Two villages were built on a range, which was originally designed to support heavily armored vehicles like tanks. The villages are set up to allow ground troops to perform assault or occupy operations. During occupy operations, ground troops can call in aerial support against ground targets further down range.
"I can put any Soldier inside those villages, and they can see targets downrange and call those targets in and watch the rounds being delivered," Armstrong said.
The purpose of the AGI villages is to prepare Soldiers for operations down range.
The effort to validate the villages involved support from the 1st Sqdn., 6th Cav.

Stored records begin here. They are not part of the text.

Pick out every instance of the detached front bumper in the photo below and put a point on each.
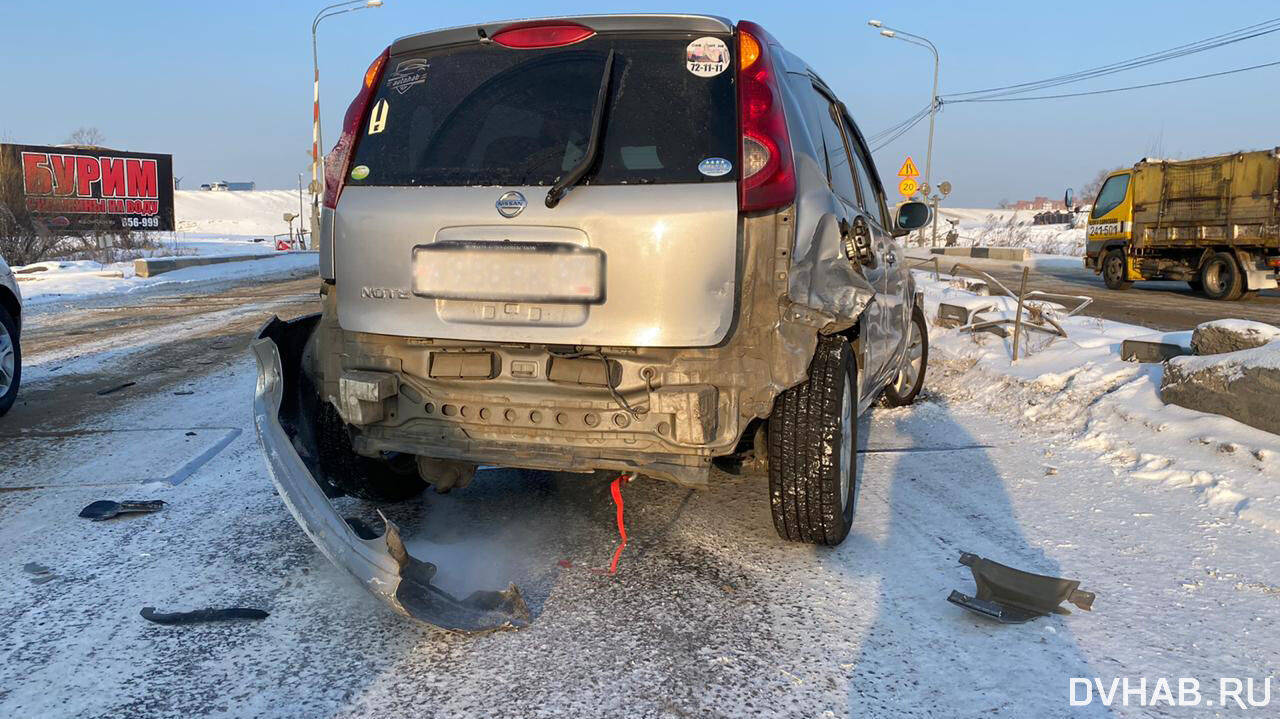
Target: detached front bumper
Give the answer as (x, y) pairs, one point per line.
(380, 563)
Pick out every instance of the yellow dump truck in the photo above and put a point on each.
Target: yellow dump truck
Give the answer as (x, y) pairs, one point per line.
(1212, 223)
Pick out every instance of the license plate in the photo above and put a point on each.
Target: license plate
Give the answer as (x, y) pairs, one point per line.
(510, 271)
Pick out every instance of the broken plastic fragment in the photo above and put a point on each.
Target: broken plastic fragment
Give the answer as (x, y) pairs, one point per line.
(105, 508)
(1013, 596)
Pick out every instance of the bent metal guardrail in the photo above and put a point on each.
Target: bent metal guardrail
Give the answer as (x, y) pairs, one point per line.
(1036, 316)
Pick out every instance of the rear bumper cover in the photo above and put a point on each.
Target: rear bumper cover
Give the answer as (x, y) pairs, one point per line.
(379, 563)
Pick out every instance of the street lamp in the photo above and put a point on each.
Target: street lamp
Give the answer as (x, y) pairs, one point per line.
(316, 173)
(933, 99)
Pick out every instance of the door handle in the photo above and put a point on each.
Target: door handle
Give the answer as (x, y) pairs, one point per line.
(856, 238)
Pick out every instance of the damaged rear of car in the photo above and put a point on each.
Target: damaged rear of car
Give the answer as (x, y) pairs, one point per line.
(627, 243)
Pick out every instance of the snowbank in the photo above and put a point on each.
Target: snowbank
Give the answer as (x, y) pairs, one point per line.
(259, 213)
(1078, 392)
(209, 223)
(83, 279)
(1009, 228)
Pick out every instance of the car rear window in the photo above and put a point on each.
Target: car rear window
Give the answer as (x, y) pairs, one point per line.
(490, 115)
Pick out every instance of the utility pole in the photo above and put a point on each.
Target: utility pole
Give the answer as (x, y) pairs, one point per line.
(300, 213)
(933, 105)
(316, 170)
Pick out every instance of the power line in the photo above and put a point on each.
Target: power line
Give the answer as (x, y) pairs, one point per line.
(900, 132)
(1118, 88)
(1239, 35)
(888, 131)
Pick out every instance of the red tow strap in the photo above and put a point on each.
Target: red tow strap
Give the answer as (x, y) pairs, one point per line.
(616, 490)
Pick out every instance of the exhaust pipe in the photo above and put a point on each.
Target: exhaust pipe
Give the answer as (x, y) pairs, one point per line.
(379, 562)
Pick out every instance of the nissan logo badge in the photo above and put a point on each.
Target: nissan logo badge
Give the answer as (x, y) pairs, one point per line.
(511, 204)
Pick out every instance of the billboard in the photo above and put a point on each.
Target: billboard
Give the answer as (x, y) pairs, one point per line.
(72, 188)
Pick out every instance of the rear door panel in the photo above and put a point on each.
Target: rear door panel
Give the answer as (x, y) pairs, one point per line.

Regt., range support, as well as other CAB units.
"You always think of bureaucracy when you're dealing with Army things, and there's been none of that here," Armstrong said. "Surprisingly, there was really no hiccups, as far as getting this going."
Col. Mike Morgan, CAB commander, showed his support at the range during the validation of the second village, in addition to the support he gave prior to the event. While at the second village, Morgan executed close combat attack call for fire for the Scout Weapons Team, which then engaged and eliminated the targets he designated.
"Range support has been tremendous throughout this initiative," Morgan said. "All of us (cooperate) together to make these things happen, so the ground and aviation forces have the most realistic training possible."
Moving the entire process from conception to completion culminated in the validation event. After constant communication through phone calls, emails and PowerPoint presentations, as well as several changes and ordering the villages and construction, the range was finally ready.
"Finally you get to see the culmination of your work being put into effect today," Armstrong said.